Policies at the heart of successful data governance usually tie back to those initial goal sets, but go into significantly more detail. Once you’ve delineated your policies though, they should make the business of sorting your data for ease of governance on ongoing maintenance significantly more straightforward. In fact, that’s a clue – if your policies don’t make data governance faster and easier, you’ve delineated them wrongly, and you should take a look at what’s not working in the structure you’ve developed.

You should develop policies for at least a minimum of the following:

Data mapping and classification.

Tying into goal 1, you need a competent and coherent data classification and mapping system, to identify what each item of data is, probably measured against several metrics, so each item of data has a set of searchable metadata that will bring it forward in particular data searches. One of the metrics should absolutely be the security level required to access the data, so you can run dedicated access/denial protocols, to make sure that, for instance, personal information or business-critical data are not revealed to anyone who doesn’t hold the correct clearance.

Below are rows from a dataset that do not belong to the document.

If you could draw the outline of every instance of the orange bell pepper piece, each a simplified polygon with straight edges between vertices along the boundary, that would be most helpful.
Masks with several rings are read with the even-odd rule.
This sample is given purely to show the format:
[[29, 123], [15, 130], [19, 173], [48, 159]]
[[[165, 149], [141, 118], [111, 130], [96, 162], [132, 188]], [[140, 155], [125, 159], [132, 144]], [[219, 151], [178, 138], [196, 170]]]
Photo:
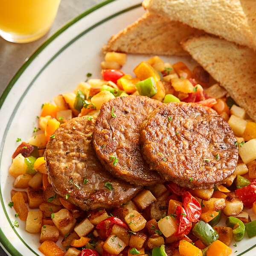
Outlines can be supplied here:
[[58, 108], [49, 102], [46, 102], [44, 105], [41, 113], [41, 116], [51, 116], [53, 117], [56, 117]]
[[52, 241], [44, 241], [38, 250], [45, 256], [64, 256], [65, 253]]

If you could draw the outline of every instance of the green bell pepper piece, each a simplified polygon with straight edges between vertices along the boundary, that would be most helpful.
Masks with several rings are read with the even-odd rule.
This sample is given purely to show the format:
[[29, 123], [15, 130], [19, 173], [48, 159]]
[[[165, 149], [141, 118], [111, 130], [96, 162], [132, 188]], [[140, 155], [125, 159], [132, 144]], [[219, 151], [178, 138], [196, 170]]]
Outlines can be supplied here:
[[137, 83], [136, 89], [140, 95], [153, 97], [157, 92], [154, 79], [151, 76]]
[[241, 189], [250, 184], [250, 182], [249, 180], [240, 175], [237, 175], [236, 180], [236, 186], [238, 189]]
[[232, 228], [235, 225], [238, 224], [238, 227], [233, 230], [233, 236], [236, 241], [240, 241], [243, 239], [245, 233], [245, 226], [241, 221], [235, 217], [229, 217], [226, 221], [226, 224]]
[[179, 102], [180, 101], [178, 98], [175, 97], [172, 94], [166, 94], [163, 99], [163, 102], [164, 103], [169, 103], [169, 102]]
[[247, 235], [249, 238], [256, 236], [256, 220], [245, 224]]
[[28, 169], [26, 171], [27, 174], [35, 174], [36, 173], [36, 171], [34, 168], [34, 163], [36, 160], [36, 158], [33, 157], [26, 157], [24, 160], [25, 163], [28, 166]]
[[212, 227], [202, 220], [195, 224], [192, 232], [194, 235], [200, 239], [207, 246], [218, 240], [219, 237], [218, 233]]
[[75, 103], [74, 103], [74, 108], [78, 111], [81, 111], [84, 106], [84, 102], [86, 99], [84, 93], [80, 90], [77, 90], [76, 96], [75, 99]]
[[221, 210], [216, 211], [216, 212], [218, 212], [218, 215], [208, 223], [208, 224], [209, 224], [212, 227], [217, 225], [221, 218]]
[[152, 256], [167, 256], [165, 247], [164, 244], [161, 245], [161, 247], [154, 247], [152, 251]]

You also need an accurate data mapping policy, so that search results a) make sense, and b) are consistent, so data assets can be traced logically, time after time.

Data cataloguing.

You need a policy on data cataloguing, which involves collecting the metadata of your data assets, so you can create an inventory of your data, complete with its lineage. Ideally, you can also build data about your data governance policies into this catalog. Having a catalog means you make it easier for any data to be located in a linear fashion as well as through intelligent searching, helping to meet goal 2 of increasing your organization’s data literacy.

Data governance rarely exists in a corporate vacuum. You may well find that you need to implement additional policies, dealing with issues like data stewardship (who is responsible for which sections of an organization’s data, and what that responsibility entails, eg adequate security, granting additional access permissions, etc), and data quality (the updating and accuracy of data as the business moves forward, to ensure that the organization’s data governance is vital and useful on an ongoing basis, rather than leaping forward as a snapshot of whenever the process is repeated.

Ideally, data governance will be folded into a larger data management process within the organization, subject to a C-Suite level data strategy, and ongoing monitoring and updating, to ensure it is kept both objectively relevant, and subjectively useful to help the business grow and thrive, making use of all its available data at the right time and in the right way.